Trasse la piccola siringa, già carica di una soluzione accuratamente preparata. La narcosamina era stata scoperta durante le ricerche nel campo dell’ibernazione animale. Non era esatto dire, come credevano i profani, che la narcosamina producesse una sospensione della vita fisiologica. Tutto quello che faceva era rallentare enormemente i processi vitali, ma il metabolismo continuava, sebbene con un ritmo infinitamente minore. Era come gettare cenere sul fuoco della vita per lasciarlo covare inavvertito. Ma quando, dopo settimane o mesi, gli effetti della droga cominciavano a svanire, il fuoco riprendeva la sua forza, e il dormiente ricominciava a vivere al punto in cui era rimasto. La narcosamina era assolutamente innocua. La Natura se ne serviva da un milione di anni per proteggere molti dei suoi figli dagli inverni senza cibo.
Così Jan dormì. Non sentì la trazione dei cavi che issavano l’enorme gabbia metallica fin entro il ventre dell’astrocargo dei Superni. Non udì i portelli che si chiudevano, per riaprirsi soltanto dopo milioni e milioni di chilometri. Non udì lontanissimo, appena percettibile al di là delle paratie di titanio, l’urlo di protesta dell’atmosfera terrestre lacerata dall’astronave che risaliva rapidissima verso il suo elemento naturale. E non sentì infuriare la superpropulsione.
13
La sala delle riunioni era sempre affollata in occasione di quegli incontri settimanali, ma oggi era così gremita che i cronisti non riuscivano nemmeno a prendere note. Per la centesima volta, brontolavano tra loro contro lo spirito conservatore di Karellen e la sua mancanza di considerazione.
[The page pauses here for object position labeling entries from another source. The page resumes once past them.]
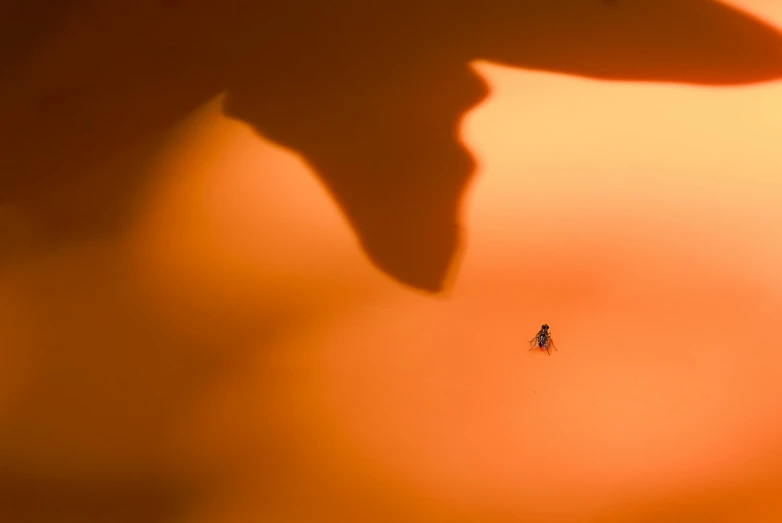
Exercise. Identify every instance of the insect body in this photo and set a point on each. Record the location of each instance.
(543, 340)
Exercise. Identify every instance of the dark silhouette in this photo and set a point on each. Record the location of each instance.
(369, 93)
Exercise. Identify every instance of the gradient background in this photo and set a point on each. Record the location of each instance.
(226, 351)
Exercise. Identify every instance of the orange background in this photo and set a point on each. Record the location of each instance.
(212, 343)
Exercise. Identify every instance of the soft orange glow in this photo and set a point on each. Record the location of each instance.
(231, 353)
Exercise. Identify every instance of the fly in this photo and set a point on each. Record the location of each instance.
(543, 340)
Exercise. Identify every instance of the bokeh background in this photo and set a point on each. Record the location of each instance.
(280, 263)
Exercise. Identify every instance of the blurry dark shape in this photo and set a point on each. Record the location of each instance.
(370, 94)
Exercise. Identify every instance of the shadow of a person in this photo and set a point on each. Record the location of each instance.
(369, 94)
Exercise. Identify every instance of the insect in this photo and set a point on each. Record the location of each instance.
(543, 340)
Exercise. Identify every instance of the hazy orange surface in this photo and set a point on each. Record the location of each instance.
(226, 351)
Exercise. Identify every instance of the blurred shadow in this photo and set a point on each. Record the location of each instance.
(371, 95)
In qualunque altra parte del mondo avrebbero potuto portare telecamere, nastri magnetici e tutti gli altri strumenti del loro specializzatissimo lavoro. Ma lì dovevano affidarsi a mezzi arcaici come la carta e la matita, e perfino, incredibile a dirsi, la stenografia. Le prime volte c’erano stati diversi tentativi di registrazione, molto più comodo che non stenografare, ma il fumo che era uscito immediatamente dai registratori aveva convinto tutti dell’inutilità del tentativo, e anche spiegato perché veniva sempre consigliato di lasciare fuori della sala delle conferenze gli orologi e altre eventuali congegni metallici. Per colmo d’ironia Karellen registrava invece tutto ciò che veniva detto. Alcuni giornalisti colpevoli di leggerezza e di imprecisione o di malafede, per quanto questi ultimi casi fossero stati molto scarsi, erano stati in seguito convocati per un breve e spiacevole incontro con degli incaricati di Karellen, che li avevano pregati di ascoltare attentamente la registrazione di quello che il Supercontrollore aveva realmente detto. Dopo quella volta, la lezione non dovette più essere ripetuta.
Strano come circolano certe notizie. Ogni volta che Karellen doveva fare qualche importante dichiarazione, cosa che capitava due o tre volte all’anno, la sala delle conferenze era sempre affollata nonostante che non venisse mai dato nessun preannuncio. Il silenzio discese sulla turba mormorante quando i grandi portali si spalancarono e Karellen avanzò sul palco. La luce qui era fioca — una luce come quella, approssimativamente, che emetteva il lontanissimo sole dei Superni così che il Supercontrollore della Terra aveva fatto a meno degli occhiali neri che di solito portava allo scoperto. Rispose al coro discorde di saluti con un «Buon giorno a tutti» di prammatica, e poi si volse verso un’alta figura di particolare distinzione in prima fila. Il signor Golde, decano dell’Associazione della Stampa, sarebbe potuto essere l’ispiratore ufficiale dell’annuncio, da parte di un maggiordomo: «Tre cronisti, milord, e un signore del ‘Times’». Era vestito come un diplomatico di vecchia scuola e ne aveva i modi: nessuno avrebbe esitato un istante ad aver fiducia in lui e nessuno aveva mai dovuto pentirsi, infatti, di essersi fidato.